L'autoritarisme populiste a toujours été présent dans les pratiques de Netanyahou et de certains membres du Likoud, mais il les influence désormais et domine leur comportement. Cela reflète aussi une forme de panique, tout comme, dans une large mesure, la reprise de la guerre à Gaza.

Netanyahou perd de plus en plus son sang-froid lorsqu'il témoigne dans son procès pour corruption. Il se présente comme la victime d'un « État profond » qui n'existe que dans son esprit, et la simple suggestion de nommer une commission d'enquête d'État sur les échecs du 7 octobre le met visiblement en colère. Il refuse de rencontrer la presse israélienne, communiquant avec le public par le biais des réseaux sociaux et de déclarations enregistrées.
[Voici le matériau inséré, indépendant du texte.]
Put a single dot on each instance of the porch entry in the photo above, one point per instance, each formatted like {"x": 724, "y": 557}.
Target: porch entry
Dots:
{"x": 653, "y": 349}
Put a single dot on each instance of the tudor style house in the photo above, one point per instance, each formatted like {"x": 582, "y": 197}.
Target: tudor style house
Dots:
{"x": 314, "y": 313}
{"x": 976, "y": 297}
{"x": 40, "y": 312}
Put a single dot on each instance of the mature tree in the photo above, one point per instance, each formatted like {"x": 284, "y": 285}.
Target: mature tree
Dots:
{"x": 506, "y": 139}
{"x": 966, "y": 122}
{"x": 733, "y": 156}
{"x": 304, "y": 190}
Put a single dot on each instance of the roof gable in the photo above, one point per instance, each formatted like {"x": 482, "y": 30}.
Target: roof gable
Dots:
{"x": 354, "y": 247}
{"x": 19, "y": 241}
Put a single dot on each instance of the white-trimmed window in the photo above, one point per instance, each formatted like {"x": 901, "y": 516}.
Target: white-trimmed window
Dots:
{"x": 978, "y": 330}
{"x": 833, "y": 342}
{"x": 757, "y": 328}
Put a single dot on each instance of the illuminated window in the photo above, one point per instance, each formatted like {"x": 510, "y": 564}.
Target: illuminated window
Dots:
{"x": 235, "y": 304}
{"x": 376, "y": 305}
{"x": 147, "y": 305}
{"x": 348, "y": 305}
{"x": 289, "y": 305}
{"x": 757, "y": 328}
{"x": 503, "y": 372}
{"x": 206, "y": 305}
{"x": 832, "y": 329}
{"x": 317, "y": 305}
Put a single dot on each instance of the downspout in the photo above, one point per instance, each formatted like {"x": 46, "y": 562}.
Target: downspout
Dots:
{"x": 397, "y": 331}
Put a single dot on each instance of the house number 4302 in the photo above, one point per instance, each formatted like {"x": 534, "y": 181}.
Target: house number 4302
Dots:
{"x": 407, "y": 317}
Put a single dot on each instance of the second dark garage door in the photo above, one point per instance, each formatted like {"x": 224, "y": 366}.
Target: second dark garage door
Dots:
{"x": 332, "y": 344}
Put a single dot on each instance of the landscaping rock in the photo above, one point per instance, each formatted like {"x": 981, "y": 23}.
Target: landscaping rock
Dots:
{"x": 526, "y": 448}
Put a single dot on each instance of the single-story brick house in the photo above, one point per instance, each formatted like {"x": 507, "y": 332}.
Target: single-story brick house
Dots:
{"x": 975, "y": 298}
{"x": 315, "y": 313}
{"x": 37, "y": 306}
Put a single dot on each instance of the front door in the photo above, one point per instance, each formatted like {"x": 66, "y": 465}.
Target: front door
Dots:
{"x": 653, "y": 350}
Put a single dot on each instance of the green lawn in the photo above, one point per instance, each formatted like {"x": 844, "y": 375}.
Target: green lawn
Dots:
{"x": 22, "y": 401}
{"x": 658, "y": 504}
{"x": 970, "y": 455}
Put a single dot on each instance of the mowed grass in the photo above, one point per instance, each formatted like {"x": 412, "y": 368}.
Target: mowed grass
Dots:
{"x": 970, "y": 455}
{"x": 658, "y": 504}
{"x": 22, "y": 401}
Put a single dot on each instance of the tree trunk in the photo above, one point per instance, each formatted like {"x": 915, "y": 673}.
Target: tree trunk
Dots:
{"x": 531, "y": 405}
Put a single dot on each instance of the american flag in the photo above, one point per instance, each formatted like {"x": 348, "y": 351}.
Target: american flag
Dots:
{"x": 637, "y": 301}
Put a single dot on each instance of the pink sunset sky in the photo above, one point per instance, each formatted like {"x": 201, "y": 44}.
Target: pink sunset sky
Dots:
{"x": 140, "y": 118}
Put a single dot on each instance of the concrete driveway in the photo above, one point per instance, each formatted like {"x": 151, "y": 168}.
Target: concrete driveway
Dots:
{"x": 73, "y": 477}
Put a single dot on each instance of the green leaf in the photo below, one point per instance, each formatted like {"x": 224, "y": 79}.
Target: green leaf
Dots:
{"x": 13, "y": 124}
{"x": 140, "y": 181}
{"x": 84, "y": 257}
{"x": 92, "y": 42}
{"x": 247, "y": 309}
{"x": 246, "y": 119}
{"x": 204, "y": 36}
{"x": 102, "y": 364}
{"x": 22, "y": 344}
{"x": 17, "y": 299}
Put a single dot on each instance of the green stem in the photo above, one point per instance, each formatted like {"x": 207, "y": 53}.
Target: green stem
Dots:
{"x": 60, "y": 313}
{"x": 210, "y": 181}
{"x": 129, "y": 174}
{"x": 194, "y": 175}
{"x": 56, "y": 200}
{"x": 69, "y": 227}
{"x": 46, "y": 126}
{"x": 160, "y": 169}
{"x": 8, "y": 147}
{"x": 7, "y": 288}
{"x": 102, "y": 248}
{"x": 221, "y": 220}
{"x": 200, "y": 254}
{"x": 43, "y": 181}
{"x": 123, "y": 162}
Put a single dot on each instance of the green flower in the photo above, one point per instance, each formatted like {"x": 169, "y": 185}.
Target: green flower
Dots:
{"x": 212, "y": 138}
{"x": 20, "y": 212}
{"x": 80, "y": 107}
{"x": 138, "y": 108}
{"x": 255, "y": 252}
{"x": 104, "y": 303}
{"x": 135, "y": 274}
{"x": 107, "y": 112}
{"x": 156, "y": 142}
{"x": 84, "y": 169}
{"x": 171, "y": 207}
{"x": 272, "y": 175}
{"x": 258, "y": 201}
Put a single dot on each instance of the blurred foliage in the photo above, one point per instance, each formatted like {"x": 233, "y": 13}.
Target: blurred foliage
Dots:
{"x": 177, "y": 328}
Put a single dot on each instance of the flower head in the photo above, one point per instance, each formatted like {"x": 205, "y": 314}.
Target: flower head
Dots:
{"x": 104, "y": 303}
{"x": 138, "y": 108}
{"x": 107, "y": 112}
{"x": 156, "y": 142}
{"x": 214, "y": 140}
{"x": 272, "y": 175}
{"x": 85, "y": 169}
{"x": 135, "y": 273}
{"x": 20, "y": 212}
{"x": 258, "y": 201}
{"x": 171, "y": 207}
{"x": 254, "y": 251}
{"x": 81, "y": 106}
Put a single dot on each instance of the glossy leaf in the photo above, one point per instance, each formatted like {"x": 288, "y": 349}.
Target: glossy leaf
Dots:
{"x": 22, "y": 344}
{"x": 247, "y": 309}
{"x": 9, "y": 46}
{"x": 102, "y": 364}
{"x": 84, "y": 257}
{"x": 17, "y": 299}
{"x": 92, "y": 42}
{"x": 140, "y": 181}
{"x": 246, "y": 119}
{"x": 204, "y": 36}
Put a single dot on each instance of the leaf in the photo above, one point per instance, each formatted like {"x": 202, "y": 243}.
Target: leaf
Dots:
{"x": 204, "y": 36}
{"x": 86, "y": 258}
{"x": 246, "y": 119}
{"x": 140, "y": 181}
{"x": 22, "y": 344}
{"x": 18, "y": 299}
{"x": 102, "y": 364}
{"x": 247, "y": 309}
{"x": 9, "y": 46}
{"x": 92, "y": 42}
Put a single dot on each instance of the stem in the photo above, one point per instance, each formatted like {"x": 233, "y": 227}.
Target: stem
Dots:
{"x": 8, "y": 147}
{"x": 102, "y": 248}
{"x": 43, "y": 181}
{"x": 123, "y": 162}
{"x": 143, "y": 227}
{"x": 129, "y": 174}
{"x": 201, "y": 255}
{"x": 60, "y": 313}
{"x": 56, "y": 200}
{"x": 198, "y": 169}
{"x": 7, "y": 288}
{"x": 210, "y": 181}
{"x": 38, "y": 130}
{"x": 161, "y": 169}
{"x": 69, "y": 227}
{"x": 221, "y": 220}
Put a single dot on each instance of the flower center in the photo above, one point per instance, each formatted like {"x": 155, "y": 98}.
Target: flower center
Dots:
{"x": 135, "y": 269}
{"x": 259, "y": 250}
Tout cela fait de lui un homme plus faible et plus vulnérable que jamais, mais aussi plus dangereux, surtout si l'opposition est assez stupide pour ne pas en profiter. Le comportement de Netanyahou rappelle de plus en plus à beaucoup d'entre nous celui de ces dirigeants autoritaires qui, au cœur de leur vie politique, perdent le contact avec la réalité et, paranoïaques, éliminent (pas nécessairement physiquement) ceux qu'ils croient leur barrer la route, principalement parce qu'au fond, ils savent que leur règne touche à sa fin.

La décision de limoger Ronen Bar en est une nouvelle preuve, mais il ne devrait pas être autorisé à hésiter alors que tout autour de lui s’effondre.


Yossi Mekelberg est professeur de relations internationales et membre associé du programme MENA à Chatham House.
X : @YMekelberg

NDLR : les opinions exprimées par les auteurs dans cette section leur sont propres et ne reflètent pas nécessairement le point de vue d'Arab News.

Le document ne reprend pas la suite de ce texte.